Parse Name
This transformation parses personal and business names into their constituent parts, such as given name, surname, and titles and qualifiers.
The Parse Name transformation completes several actions while parsing a name.
- Identify names as business or personal names.
- Determines the proper boundary between the given name, middle name, and surname.
- Identifies and separates titles and qualifiers from personal names.
- Identifies and separates suffix from firm names.

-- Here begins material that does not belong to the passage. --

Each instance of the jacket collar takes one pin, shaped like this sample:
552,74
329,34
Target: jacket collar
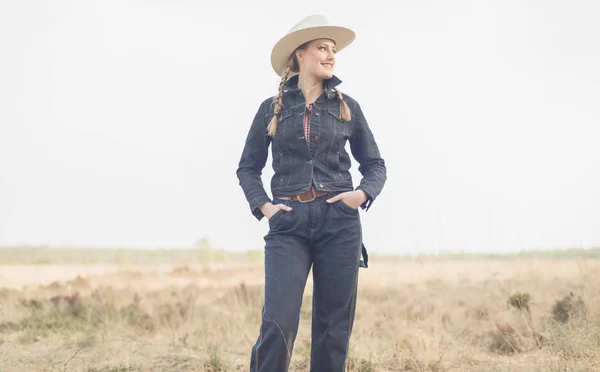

- Scores how likely the parse is correct based on similar names, and the relative frequency of the name phrase as a given name or surname.
- Step name
- Defines the name for a step. Provide a meaningful name so that anyone who edits transformation steps in a pipeline will be able to identify the purpose of a step.
- Columns
- Specifies columns to transform. Click to view the list of column names. Column names listed here correspond to the column names in the dataset inspection table. Click in the drop-down list to select or clear check boxes next to column names. Alternatively, click column headings in the inspection table to select or clear check boxes next to the corresponding column names in this box. To add a column to the selection, you must press the the Ctrl key when you click a column heading.
- Save
- Click this button to close settings and save changes to the transformation settings.
- Preview
- Click this button to preview the results of the transformation settings.
- Cancel
- Click this button to close settings for this transformations without saving any changes.
Output columns
For each of the input fields, the Parse Name transformation adds columns the data.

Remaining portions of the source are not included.